Eric Lam, Sales Director, Enterprise, Data Loss Prevention Solutions, APJ Specialist Sales, Symantec, said data security threats are shifting. “It is no longer about making sure the hackers don’t get in, it is about making sure that your confidential data and sensitive intellectual property is not getting out,” he told the Singapore conference.
Given the current economic conditions, where the temptation to steal data is even higher, protecting the organisation’s intellectual property must rank very high on a CIO’s to-dolist, Lam said.
He said only one per cent of data security leaks were malicious, and 96 per cent were unintentional; consisting of broken business processes or a lack of appropriate oversight from employees.
“Today just about anybody can share, access and distribute information in unlimited volumes, securing the network is no longer enough,” Lam said. “It is time to secure the data itself. He recommends data loss prevention (DLP) solutions that protect data in storage, on the network and at endpoints.
DLP accuracy key
Accuracy, Lam said, was a key DLP solution characteristic. Comprehensive coverage should include all network protocols, data types and data egress points. The ability to stop violations before they happened was vital.
He said the solution has to be able to monitor and stop transmissions that violate security, acceptable use, or privacy policies, before they leave the network.
The Symantec executive said the speed at which the DLP operates was also important. It must respond immediately to violations, provide immediate and actionable information, automate processes, offer real-time alerts, and provide a complete profile of each incident.
Besides moitoring ability, the DLP also had to offer the ability to measure the effectiveness of the information security plan. It had to weigh risks, fix broken processes and identify compliance issues, Lam said. It also needed to distribute reports on historical trends and investigative forensics.
Go green
The Singapore conference heard that besides reducing greenhouse gas emissions, efficient IT can cut power costs.
Sundeep Khisty, Green Practice Leader, Asia Pacific Japan, EDS, a HP Company, said power and cooling have overtaken the cost of buying a server and the worst has yet to come. “By 2012, these costs can be expected to jump up to 22 times the cost of a server,” he said.

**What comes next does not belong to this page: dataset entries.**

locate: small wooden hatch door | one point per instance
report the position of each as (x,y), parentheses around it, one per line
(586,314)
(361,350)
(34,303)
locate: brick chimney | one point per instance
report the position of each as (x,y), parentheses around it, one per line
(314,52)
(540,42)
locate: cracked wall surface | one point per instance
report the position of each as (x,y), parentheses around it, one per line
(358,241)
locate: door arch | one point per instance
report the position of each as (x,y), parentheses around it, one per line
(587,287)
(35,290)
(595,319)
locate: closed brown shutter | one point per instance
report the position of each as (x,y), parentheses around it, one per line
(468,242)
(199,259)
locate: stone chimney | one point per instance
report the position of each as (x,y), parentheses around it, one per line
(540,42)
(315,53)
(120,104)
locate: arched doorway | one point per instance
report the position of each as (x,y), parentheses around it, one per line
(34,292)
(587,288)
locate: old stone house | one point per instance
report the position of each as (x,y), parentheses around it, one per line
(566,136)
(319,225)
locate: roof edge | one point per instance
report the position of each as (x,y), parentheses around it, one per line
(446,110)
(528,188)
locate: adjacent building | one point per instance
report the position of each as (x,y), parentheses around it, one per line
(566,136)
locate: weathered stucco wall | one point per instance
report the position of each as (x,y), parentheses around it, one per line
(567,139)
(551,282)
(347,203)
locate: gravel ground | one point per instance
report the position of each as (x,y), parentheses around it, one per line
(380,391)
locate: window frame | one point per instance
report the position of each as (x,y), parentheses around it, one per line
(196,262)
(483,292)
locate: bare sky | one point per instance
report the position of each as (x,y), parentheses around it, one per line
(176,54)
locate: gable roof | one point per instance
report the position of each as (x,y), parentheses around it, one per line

Khisty said the ICT industry now produced two per cent of global CO2 emissions, the same as the aviation sector. According to Gartner, for the CIO, energy bills traditionally used 10 per cent of IT budgets, but this could soon be more than 50 per cent.
IT can consume up to 45 per cent of power bills in a mid-sized business organisation, said Khisty. Of this, 10 per cent goes to the data centre, while another 10 per cent goes to cooling equipment.
Office equipment, desktops and printers, take up 15 per cent. “A computer left on 24/7 will cost you about AU$161 - $224 (US$112 - $156) in annual electricity costs and dumps about 680kg of CO2 into the atmosphere,” Khisty said.
Energy saving
He told the conference, however, there were ample ways CIOs can save energy. These included installing thin clients and server based computing instead of desktops; teleworking, using collaborative technologies, and hot desking, the employment of wireless LAN to cut the number of cables. Just by employing multi-function printers, a combination of fax, scanner and printer, helps too, said Khisty, while a more sophisticated method involved service based user provisioning, which helped drive higher utilisation rates.